[Xapian-discuss] Re: searching and sorting by date

Sat Mar 25 14:43:41 GMT 2006

On Fri, Mar 24, 2006 at 12:13:54PM -0800, Michel Pelletier wrote:

> >Querying is more complex than it needs to be. We could easily add
> >something into the bindings so you could do:
> >
> >----------------------------------------------------------------------
> >for match in database.query("my search terms):
> >    # do something
> >    pass
> >----------------------------------------------------------------------
> 
> I think that would be very useful.

Attached a patch against svn HEAD - should work against 0.9.4 as well,
I think - which also adds documentation for the pythonic iterators.

[prefix mapping]
> Xapwrap manages those mappings for you.  That's one of the really nice 
> things it does out of the box.  When a document is indexed, the keys of 
> "Keywords" are remembered in a dictionary and the query parser is 
> automatically configured with the appropriate prefixes.  You can either 
> save/restore the mapping from a dictionary (which I use), or Xapwrap has 
> support for storing its metadata in document==1 in the xapian database.

Neat.

> By default in Xapwrap it just prints the score and document id.  You can 
> access values of the document form the result, so if title was an 
> existing value:
> 
>     print result['values']['title']
> 
> would print the title of the matching document.

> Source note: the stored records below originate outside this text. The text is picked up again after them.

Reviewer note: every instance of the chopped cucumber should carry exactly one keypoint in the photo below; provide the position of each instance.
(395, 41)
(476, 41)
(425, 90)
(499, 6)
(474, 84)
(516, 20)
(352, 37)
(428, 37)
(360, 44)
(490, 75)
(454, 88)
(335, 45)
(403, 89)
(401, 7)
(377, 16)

I assume that "value" in Xapwrap corresponds to "data field" in
Xapian. This was a little confusing a while ago, when we renamed half
the concepts around documents - fields are strings with arbitrary
names, while values are integer-numbered strings. (Values are of very
specific use; you tend to use fields when displaying stuff about a
document.)

By default, if you do:

----------------------------------------------------------------------
for match in database.query("query string here", language="en"):
    print match
----------------------------------------------------------------------

with the work I've done (both on pythonic iterators and yesterday on
the query() and enquire() methods to the Database object) you'll get
something slightly unhelpful:

----------------------------------------------------------------------
[12513, 0.0, 0, 100, <xapian.Document; proxy of <Swig Object of type
'Xapian::Document *' at 0x8199540> >]
----------------------------------------------------------------------

It wouldn't be difficult to make the pythonic iterators return
appropriate objects rather than lists, but I don't know how far we
want to go here. In order, the list above gives docid, weight, rank,
percentage and then the Document object itself - thoughts on whether
this is the right approach welcome. If you wanted to print the title,
you'd need quite a bit more work (as Xapian itself doesn't define what
the Document data is used for, and the bindings don't do anything
automatically). You'd end up with something like:

----------------------------------------------------------------------
# given result is an element of the MSet
print (filter(lambda x: x.split("=")[0]=="Title", \
      result[4].get_data().split("\n")))[0].split("=")[1]
----------------------------------------------------------------------

Really not recommended! However given that omega provides such a
convenient test query interface, and scriptindex provides such a
convenient way of building databases, I wonder if it might not be
worth having some extensions to the python bindings to work with that
view of data. It wouldn't be difficult to add methods to allow:

----------------------------------------------------------------------
print result[4]['Title']
----------------------------------------------------------------------

I don't want to implement this without further discussion on the list,
however - it might be better done in core, or better left to a wrapper.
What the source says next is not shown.